July 20, 2017 4:51:29 am
Few crops, perhaps, capture the intensity of drought better than sugarcane. Given that this is a crop largely grown under irrigated conditions, one wouldn’t expect its production to take a severe knock — except under the most exceptional circumstances when there’s no water available to draw from even reservoirs or underground.
We saw this in Maharashtra. Back-to-back droughts resulted in the total cane crushed by mills in the state plummeting from 930.41 lakh tonnes (lt) in the 2014-15 sugar season (October-September) to 742.94 lt in 2015-16 and a mere 373.13 in 2016-17. Sugar output, too, fell correspondingly from 105.14 lt to 84.15 lt and 42 lt.
A similar thing is happening now in Tamil Nadu (TN), which during the last five years has experienced drought in three of them (2012, 2013 and 2016) and seems headed for yet another, if rainfall trends so far for the current southwest monsoon season are any indication.
The consecutive monsoon failures have led to an almost continuous decline in both sugarcane crushed and sugar produced by Tamil Nadu mills (see graphs). Between 2011-12 and 2016-17, the quantity of cane crushed has plunged from 254.55 lt to 113.88 lt, with sugar output also more than halving from 23.79 lt to 10.25 lt. With lack of water prompting farmers to sharply cut down on plantings, the coming 2017-18 season could register further drop in these numbers.
Being basically a tropical crop that thrives in warm conditions (although requiring more water), cane yields in TN are roughly two-thirds more than the average for sub-tropical states such as Uttar Pradesh, where the winter months act as a dampener for plant growth and sucrose accumulation. Mills in TN, therefore, have enough cane to be able to crush for 250-260 days in a normal year. They start crushing from early-October and run until mid-June.
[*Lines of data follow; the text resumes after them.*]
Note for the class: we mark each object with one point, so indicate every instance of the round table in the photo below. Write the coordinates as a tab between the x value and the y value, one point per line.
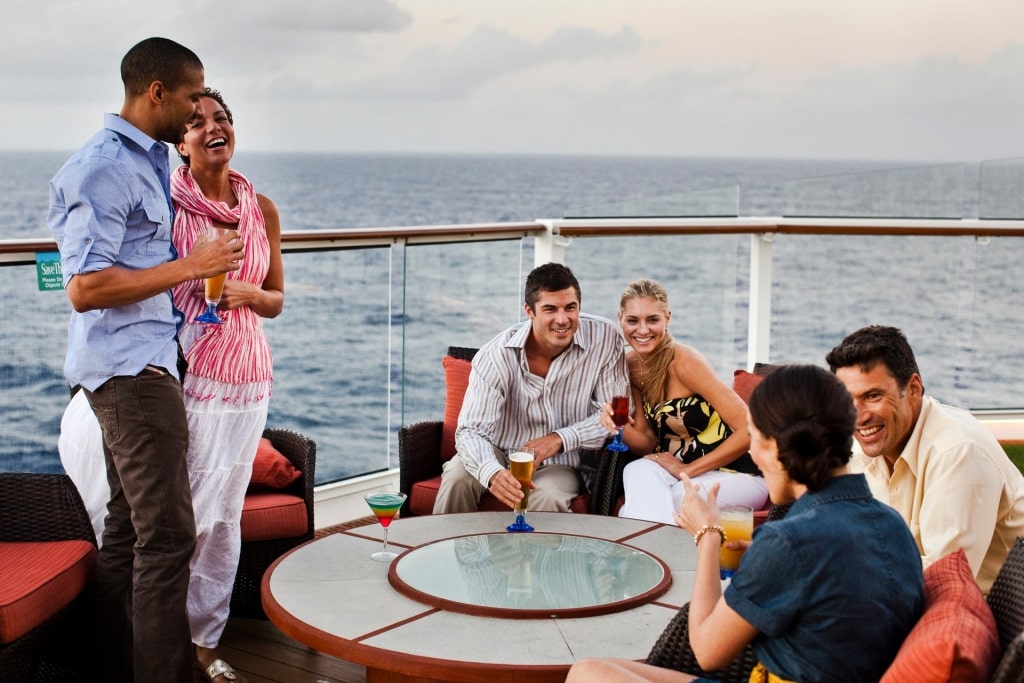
460	605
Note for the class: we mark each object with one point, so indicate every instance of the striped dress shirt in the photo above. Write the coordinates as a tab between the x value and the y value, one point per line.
507	406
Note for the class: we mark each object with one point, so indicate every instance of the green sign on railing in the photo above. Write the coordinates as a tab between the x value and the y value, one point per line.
48	271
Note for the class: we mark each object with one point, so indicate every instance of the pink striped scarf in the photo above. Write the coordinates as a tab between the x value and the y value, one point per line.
236	352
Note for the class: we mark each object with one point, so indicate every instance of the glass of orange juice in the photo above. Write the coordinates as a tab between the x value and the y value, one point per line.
214	287
737	520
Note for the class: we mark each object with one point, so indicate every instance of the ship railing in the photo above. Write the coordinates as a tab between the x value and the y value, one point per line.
370	312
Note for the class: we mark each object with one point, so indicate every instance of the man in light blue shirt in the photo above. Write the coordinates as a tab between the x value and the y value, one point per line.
111	214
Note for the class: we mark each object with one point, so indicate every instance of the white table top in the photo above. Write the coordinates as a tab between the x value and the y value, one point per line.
330	595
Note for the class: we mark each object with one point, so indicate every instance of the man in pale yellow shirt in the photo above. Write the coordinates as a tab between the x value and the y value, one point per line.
938	466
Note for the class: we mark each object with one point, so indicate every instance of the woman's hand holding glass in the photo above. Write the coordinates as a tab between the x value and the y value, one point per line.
607	419
696	511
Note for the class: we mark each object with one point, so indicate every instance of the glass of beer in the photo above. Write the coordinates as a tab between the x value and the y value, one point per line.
737	520
521	466
214	287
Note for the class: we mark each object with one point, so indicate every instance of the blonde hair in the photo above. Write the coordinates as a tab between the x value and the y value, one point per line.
653	378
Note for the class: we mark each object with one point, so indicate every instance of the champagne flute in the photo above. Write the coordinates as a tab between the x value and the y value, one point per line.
521	466
385	505
214	286
620	416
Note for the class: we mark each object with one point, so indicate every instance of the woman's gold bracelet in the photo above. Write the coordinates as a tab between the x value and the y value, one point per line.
708	527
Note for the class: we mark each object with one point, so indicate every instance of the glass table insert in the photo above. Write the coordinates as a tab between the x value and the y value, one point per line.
529	575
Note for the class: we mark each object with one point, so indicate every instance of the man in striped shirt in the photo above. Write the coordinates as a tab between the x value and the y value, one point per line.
542	384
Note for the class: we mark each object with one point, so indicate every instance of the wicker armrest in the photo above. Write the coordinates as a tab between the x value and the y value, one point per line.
42	507
301	451
419	453
1007	601
604	477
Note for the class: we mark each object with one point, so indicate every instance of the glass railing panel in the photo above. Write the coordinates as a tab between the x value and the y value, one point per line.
706	278
715	202
956	306
33	390
999	194
995	326
331	357
929	191
459	294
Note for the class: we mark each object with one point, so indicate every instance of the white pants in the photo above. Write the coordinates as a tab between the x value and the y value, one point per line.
653	494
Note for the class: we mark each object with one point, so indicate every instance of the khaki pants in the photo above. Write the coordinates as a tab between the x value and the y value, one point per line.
460	492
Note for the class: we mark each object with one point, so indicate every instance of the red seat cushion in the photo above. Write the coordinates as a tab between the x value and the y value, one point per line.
956	638
273	515
271	469
38	580
456	381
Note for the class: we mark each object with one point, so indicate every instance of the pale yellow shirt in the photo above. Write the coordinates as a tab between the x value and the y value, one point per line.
954	486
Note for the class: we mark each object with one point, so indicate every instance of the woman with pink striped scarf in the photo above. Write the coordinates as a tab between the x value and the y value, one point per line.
227	387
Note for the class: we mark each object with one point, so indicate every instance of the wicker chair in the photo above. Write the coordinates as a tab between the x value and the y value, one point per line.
420	461
47	508
1007	602
672	650
257	556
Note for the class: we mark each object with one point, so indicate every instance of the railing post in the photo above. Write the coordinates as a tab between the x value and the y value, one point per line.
550	247
759	324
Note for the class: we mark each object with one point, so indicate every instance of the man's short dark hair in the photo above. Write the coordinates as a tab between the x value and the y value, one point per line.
549	278
158	59
876	343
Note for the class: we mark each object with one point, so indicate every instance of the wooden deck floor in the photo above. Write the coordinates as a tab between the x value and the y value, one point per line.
263	654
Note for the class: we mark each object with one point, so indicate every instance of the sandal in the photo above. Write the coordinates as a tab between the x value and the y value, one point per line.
220	668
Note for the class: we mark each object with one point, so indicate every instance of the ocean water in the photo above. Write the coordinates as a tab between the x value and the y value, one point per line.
956	298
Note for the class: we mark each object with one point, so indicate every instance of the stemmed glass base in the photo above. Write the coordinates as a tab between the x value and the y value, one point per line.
617	443
383	556
210	315
519	524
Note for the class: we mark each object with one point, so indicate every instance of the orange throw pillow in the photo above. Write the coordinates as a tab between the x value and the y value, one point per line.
955	638
270	469
456	381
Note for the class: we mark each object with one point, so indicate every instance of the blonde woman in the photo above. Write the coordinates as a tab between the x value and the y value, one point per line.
686	420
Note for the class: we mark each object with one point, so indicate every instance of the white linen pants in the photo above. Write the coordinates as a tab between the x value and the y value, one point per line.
653	494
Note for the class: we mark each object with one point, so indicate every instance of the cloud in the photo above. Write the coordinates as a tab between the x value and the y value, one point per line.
323	15
484	55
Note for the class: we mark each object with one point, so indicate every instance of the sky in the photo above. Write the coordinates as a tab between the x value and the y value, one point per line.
921	80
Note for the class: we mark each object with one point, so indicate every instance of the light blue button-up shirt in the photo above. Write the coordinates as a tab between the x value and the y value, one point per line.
110	205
In the last season, however, the TN mills could run for just 150-160 days. They began crushing operations only towards end-November and had to wind up by April. “In 2017-18, we will have only a 90-day season, with crushing starting sometime in end-December and finishing by March. There’s hardly any cane available for crushing,” said M Manickam, chairman of the Coimbatore-based Sakthi Sugars Ltd.
Moreover, mills are also having to crush immature cane, as farmers have no water to grow the crop for its full duration of about 12 months. “The cane that my mill crushed in April this time should ideally have been crushed in October. So, it was crushed six months early, which also translates into sugar recovery of just 6-6.5 per cent as against the normal of 9-9.5 per cent,” added Manickam.